Author: Steve Tee
It’s the end of the week and DXY did not show much enthusiasm after Powell and Williams gave a fairly hawkish speech about interest rates. DXY is still side ways and not exactly responding organically. Labor market is still resilient at the moment, however jobless claims in the US hit 196,000 for the week ending Feb 4. Even though it is still low, many analysts felt it higher than expected. Yahoo also made announcements that they will be laying off 20% of its staff by the year ending 2023.

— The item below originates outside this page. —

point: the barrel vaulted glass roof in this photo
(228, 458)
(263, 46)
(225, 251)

Yield curve is still inverted, meaning 2-year Treasury exceeds the 10-year Treasury. What this usually translate into is investors are worried and nervous because this inversion of the yield curve normally signals an incoming recession near future. This is evident in the indices, complimented with Jerome Powell’s hawkish speech, DJIA, S&P500 and Nasdaq fell for 2 straight days.

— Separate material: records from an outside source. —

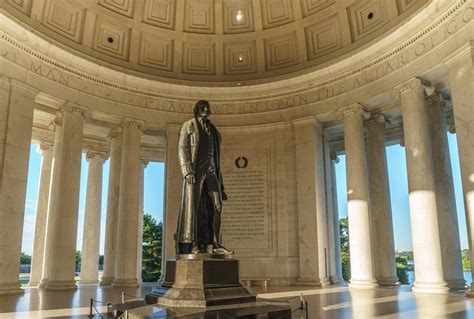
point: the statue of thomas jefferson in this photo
(199, 220)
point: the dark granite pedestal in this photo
(205, 286)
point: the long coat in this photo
(188, 146)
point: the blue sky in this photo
(154, 191)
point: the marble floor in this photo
(327, 303)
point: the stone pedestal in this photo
(206, 280)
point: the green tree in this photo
(402, 269)
(152, 248)
(25, 259)
(466, 260)
(345, 255)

Over to the Swiss, Credit Suisse posted its largest loss since 2008. Forth quarter of 2022, they suffered losses of $1.5 Billion, maintaining their losing streak since 2021 and now snowball its annual loss to $7.9 Billion. Credit Suisse has been plagued with much scandals and financial troubles and this can usually lead to a domino effect. The financial world is interconnected and intertwined in such a way when one big guy falls, it tends to push over the others and cause them to lose equilibrium. They may not fall immediately but definitely they are wobbly. Creditors and debtors of Credit Suisse are definitely seeing red now, with expectations that if Credit Suisse do not take action to pull itself out of this losing rabbit hole, it will contagion over to all its business partners and stakeholders. Easiest way out is government bailout, via money printing and/or more borrowing. Kicking the can down the road that will delay and snowball bigger issues to the near future.